こういうコミュニケーション・スタイルはそれまでなかったことだから、いくらヒッピー文化が注目されていたとはいえ、封切り当時の観客の大部分は度肝を抜かれたと思う。

セックスが終わると二人は別れる。男のほうは盗んだセスナに乗ってロサンゼルスの飛行場に戻るが、そこで待ち構えていた大勢の警官に、よってたかって銃弾をぶち込まれ、ハチの巣になって即死する。これがまたすさまじい。男は抵抗のそぶりも見せないのに、警官のほうは問答無用とばかり一斉に拳銃を発射するのだ。こういうのを見せられると、アメリカの警察のすさまじい一面を感じさせられないではおれない。

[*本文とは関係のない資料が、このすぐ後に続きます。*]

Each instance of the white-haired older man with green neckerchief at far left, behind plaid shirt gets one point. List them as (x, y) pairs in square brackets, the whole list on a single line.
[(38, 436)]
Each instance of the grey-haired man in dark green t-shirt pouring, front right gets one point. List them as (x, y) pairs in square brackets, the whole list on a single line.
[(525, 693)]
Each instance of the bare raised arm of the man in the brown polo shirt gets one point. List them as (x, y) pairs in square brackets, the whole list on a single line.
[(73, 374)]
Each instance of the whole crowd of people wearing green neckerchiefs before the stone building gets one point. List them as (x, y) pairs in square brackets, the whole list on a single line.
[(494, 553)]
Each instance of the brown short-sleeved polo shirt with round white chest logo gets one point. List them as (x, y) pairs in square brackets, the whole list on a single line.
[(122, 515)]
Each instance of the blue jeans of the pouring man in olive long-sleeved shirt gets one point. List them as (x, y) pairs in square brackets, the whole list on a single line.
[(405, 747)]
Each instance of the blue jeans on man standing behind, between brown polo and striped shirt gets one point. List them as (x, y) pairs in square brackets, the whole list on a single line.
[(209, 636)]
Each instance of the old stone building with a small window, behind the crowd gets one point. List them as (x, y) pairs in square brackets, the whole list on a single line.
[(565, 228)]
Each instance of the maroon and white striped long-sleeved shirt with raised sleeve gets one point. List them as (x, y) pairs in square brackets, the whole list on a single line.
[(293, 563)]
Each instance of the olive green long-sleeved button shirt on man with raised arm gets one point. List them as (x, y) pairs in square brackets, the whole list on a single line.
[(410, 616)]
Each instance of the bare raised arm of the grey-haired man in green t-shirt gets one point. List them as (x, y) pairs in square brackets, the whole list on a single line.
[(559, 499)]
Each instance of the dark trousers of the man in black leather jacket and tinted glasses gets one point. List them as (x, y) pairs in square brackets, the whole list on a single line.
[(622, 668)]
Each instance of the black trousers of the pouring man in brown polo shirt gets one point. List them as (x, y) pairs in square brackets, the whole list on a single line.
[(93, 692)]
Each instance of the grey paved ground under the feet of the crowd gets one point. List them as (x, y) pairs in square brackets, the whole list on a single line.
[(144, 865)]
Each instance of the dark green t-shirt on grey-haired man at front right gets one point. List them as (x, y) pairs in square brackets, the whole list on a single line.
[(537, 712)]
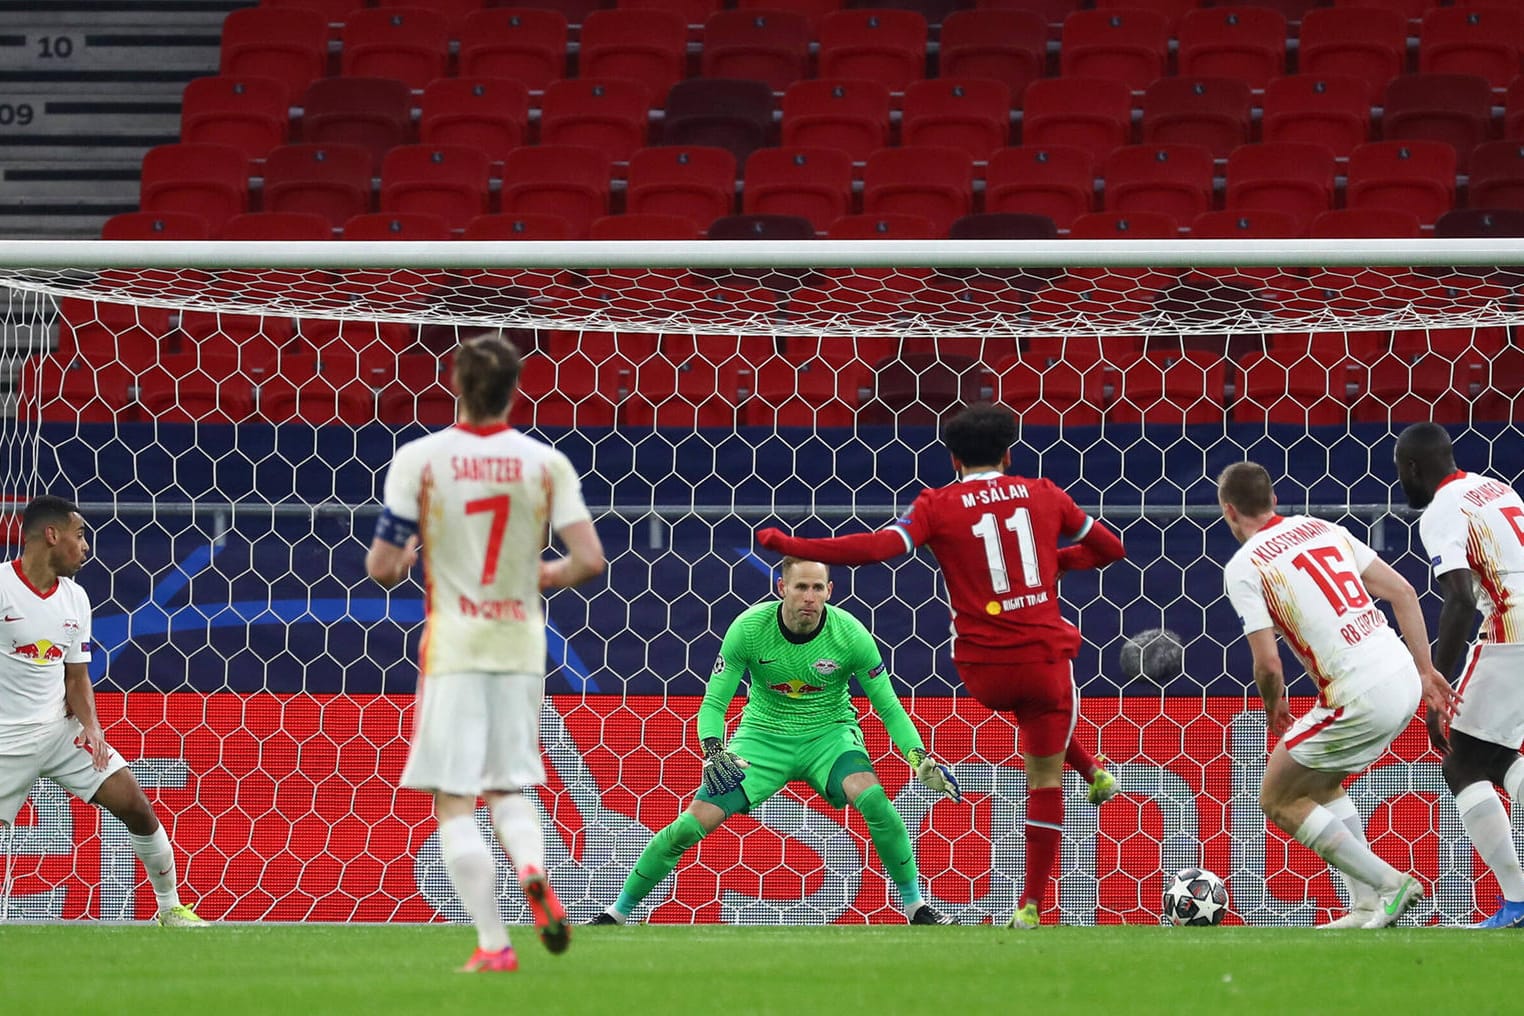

一方女のほうは、デヴェロッパーのいる山荘に行く。そこでビジネス中のデヴェロッパーからセックスの予約を申し込まれるが、彼女は彼とセックスするよりは、彼を山荘ごと爆破してしまうのだ。

というわけでこの映画は、セックスを通じて結ばれたばかりの男女の、以外にもあっけない最期を描いて終わる。そこには、同情とか批判とか、あるいは感情的な反応とかいったものは一切ない。人間が男女の間でセックスするのも、他人に殺されたり、他人を殺したりするのも、動物の排泄となんら異なる次元のことではない、よくある普通のことだ、といったようなクールな構えが伝わってくる映画である。